An Injection Tuberculosis (TB) is probably triggered by the bacterium Mycobacterium tuberculosis (MTB), which infects the lungs and spreads through the air as a result of coughing. Every year 9 million new cases of TB are reported. A recent study has now identified a protein secreted by the TB bacteria that can be used as a new vaccine candidate. This protein also seems to improve TB diagnosis.

In this study, experts laid hands on a protein named EspC that causes a stronger immune response in people infected with the TB bacterium than any other known molecule. This protein is allegedly secreted by the TB bacterium, but not by the currently available vaccine BCG. Hence, the vaccine may fail to induce an immune response to this protein. Well, the protein can purportedly serve as a diagnostic tool.

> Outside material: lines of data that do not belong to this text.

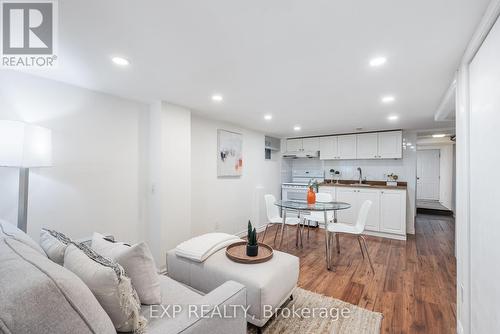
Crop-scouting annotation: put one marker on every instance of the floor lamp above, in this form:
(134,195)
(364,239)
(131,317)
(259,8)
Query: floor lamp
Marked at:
(24,146)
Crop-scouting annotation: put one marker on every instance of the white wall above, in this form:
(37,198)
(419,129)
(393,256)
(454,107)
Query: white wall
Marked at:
(226,204)
(170,178)
(97,182)
(373,170)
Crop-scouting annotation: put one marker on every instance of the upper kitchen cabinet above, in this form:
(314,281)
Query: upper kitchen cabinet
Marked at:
(294,145)
(346,146)
(390,145)
(367,146)
(381,145)
(310,144)
(302,145)
(328,148)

“Despite most of the world’s population having had a BCG vaccination, there are still 9 million new cases of TB every year. So we urgently need to develop a more effective vaccine for TB. We’ve shown that EspC, which is secreted by the bacterium, provokes a very strong immune response, and is also highly specific to MTB. This makes it an extremely promising candidate for a new TB vaccine that could stimulate broader and stronger immunity than BCG. Surprisingly, our results also show that this molecule could underpin next-generation diagnostic blood tests that can rapidly detect latent TB infection,” stated senior author Professor Ajit Lalvani, from the National Heart and Lung Institute at Imperial College London.

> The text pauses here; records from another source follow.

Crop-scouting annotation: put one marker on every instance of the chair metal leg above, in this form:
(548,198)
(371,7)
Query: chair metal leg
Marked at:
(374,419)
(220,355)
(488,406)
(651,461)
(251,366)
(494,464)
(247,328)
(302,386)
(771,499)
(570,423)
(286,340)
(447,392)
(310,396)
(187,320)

EspC can supposedly underpin the next-generation of immune cell-based blood tests for TB infection, known as interferon-gamma release assays (IGRAs). It is anticipated to offer increased diagnostic sensitivity without compromising a test’s ability to discriminate between BCG-vaccination and TB infection. During the study, authors examined the way immune system responded to EspC in 45 people with active TB. While 27 participants were diagnosed with latent TB infection, other 27 were seemingly suffering from uninfected BCG-vaccinated controls.

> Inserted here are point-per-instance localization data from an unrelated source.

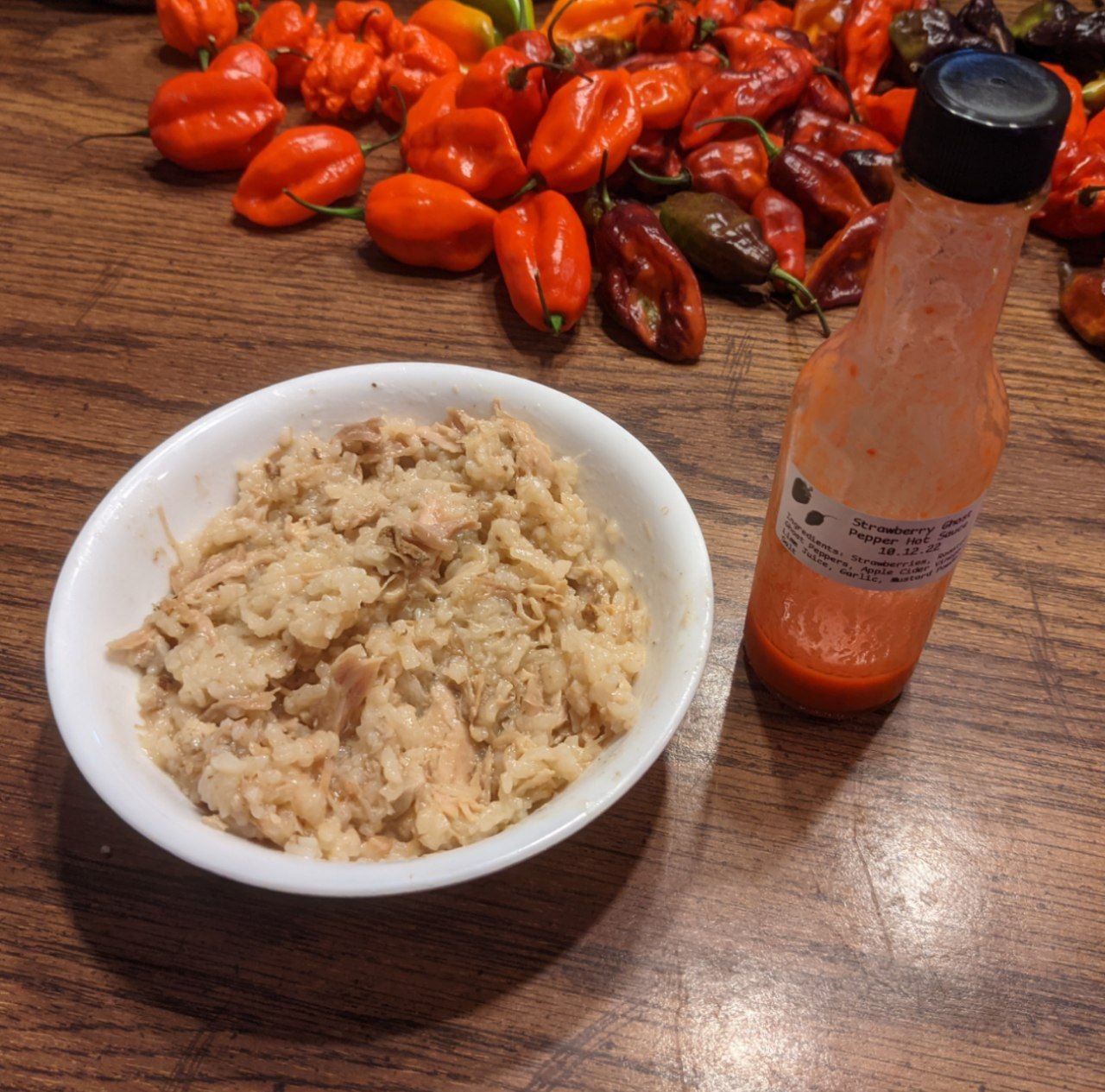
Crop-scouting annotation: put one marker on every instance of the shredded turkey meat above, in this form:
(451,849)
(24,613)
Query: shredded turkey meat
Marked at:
(398,640)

EspC presumably elicited immune responses at least as strongly as other proteins known to be targeted by the immune system in people with active and latent TB infection. Two out of 27 BCG-vaccinated controls apparently demonstrated the specificity of the response. This is probably because the TB vaccine lacks genes that are essential for secreting EspC.

The study is published in Proceedings of the National Academy of Sciences.